Paying attention to what consumers are doing (not saying)
Baret admits that “..the better insights we do have are coming from the actual reality of implementation.” In other words, don’t listen to users, but pay attention to what they do.
One example of this credo in practice is Aldo’s testing of interactive screens in store to allow customers to discover products. Despite what consumers said to the brand when testing in the labs – e.g. “we like this tool, it is super useful” etc – the performance was not good in store.
Baret comments,“We kept on trying and thought ‘maybe what we need to do is have the tool introduced by the associate in store, and to get the consumer to interact with the tool for some very specific benefits.”

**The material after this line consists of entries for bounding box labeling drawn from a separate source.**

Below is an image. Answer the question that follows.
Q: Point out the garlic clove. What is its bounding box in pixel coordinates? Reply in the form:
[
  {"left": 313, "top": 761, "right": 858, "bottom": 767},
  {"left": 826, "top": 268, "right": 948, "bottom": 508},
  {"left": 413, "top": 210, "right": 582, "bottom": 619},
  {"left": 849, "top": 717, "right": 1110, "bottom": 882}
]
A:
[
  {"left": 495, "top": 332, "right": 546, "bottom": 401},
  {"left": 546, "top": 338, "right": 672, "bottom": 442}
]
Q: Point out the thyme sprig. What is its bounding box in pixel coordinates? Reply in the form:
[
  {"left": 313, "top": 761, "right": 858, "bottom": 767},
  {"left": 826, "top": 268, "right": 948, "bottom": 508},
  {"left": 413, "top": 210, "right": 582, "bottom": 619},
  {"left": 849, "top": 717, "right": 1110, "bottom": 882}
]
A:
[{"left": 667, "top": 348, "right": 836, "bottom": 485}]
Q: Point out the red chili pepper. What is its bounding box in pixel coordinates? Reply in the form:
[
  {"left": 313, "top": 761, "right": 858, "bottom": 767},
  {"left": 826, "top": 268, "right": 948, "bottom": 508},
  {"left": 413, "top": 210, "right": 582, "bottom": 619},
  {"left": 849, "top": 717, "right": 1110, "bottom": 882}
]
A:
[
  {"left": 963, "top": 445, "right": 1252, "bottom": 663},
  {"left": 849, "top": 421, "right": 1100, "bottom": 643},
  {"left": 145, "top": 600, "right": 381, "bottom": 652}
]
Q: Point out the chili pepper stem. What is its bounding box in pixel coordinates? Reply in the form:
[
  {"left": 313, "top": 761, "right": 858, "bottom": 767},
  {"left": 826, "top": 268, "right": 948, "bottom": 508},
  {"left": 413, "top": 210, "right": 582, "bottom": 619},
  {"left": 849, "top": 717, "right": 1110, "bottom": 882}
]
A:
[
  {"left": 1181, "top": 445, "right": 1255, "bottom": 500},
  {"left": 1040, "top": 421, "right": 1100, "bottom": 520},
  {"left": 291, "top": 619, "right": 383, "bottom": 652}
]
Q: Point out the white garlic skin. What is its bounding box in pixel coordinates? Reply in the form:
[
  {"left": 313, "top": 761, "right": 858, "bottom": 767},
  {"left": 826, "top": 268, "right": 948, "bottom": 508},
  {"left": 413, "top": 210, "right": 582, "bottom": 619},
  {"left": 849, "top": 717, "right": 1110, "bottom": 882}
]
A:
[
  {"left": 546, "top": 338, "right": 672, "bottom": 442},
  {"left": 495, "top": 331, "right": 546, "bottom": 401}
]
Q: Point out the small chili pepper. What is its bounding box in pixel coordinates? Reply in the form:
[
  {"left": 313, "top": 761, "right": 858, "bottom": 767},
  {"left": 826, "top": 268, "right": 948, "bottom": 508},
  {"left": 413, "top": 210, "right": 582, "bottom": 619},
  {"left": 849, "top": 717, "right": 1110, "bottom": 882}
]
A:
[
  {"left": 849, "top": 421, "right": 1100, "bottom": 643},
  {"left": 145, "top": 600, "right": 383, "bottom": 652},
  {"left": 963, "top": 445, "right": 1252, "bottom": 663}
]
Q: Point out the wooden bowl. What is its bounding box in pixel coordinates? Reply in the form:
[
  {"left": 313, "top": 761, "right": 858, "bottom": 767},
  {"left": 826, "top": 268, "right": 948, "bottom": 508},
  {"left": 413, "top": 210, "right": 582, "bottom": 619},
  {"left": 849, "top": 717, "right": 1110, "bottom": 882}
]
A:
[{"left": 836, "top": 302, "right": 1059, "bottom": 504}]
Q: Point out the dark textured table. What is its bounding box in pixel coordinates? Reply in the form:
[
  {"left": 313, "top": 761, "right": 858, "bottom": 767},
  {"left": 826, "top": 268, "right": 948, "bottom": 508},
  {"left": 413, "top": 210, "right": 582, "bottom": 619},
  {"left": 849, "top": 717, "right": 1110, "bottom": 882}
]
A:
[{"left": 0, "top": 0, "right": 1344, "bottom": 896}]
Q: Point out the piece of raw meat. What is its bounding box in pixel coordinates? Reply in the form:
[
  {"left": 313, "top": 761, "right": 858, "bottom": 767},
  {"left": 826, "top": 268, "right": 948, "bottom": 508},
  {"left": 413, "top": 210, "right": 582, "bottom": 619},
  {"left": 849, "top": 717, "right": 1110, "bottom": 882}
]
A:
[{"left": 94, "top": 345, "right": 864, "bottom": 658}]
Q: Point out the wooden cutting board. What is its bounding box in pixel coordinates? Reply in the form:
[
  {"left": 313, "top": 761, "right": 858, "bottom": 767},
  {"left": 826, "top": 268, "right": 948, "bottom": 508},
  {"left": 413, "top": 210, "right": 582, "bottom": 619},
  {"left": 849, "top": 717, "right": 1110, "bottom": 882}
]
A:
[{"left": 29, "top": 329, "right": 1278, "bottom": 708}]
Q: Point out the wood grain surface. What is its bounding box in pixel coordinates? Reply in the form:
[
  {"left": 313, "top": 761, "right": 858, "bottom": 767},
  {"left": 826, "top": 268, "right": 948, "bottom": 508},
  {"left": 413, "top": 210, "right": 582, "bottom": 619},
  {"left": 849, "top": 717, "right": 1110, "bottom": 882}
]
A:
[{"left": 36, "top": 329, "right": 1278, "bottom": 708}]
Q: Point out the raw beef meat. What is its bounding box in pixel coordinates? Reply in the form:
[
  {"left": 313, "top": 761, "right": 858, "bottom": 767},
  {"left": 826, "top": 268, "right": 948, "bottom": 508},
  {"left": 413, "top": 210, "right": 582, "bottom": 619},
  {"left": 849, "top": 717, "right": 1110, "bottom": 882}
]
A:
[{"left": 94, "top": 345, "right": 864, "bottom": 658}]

“So, each time you come in store, if you need a product we will be able to quickly check if it is available, and if so, we can quickly a request a runner in the back store to bring you the product. If the product is not there, we can showcase some recommendations.”
The idea behind the tool is that it reduces the frustration of waiting.
In the end, after iteration, the team found that comparing the initial fixed touch screen with a new mobile device, the latter was found to be far more consistent in performance and went on to grow in usage over time.
On the back of the test, Aldo rolled out mobile devices in all stores across North America. “This totally changed the way we do business, in our ability to be faster with consumers but also to capture data about the level of consumer interest in products – even if they don’t purchase,” says Baret.
“I have a new signal that is informing performance measurement that I can use for new experiments, that are also informing future strategies for inventory and location.”
Explore, iterate, test and learn
“This was one of the key learnings that we have generated through these type of pilots, in how we should explore, iterate, and test and learn to improve the service model in store,” says Baret.
He explains how it is crucial to consider biases, such as ‘lip service’, meaning that people don’t always do what they say. “They might tell you that they love a feature and that they would interact with it, but you need to test it to understand what is going on in reality.”
Other biases can stem from the geography of the store, the newness effect (meaning expected levels of excitement to begin with before a drop off), form factors, timing, or immediacy vs. delay (increase in sales but detrimental to equity).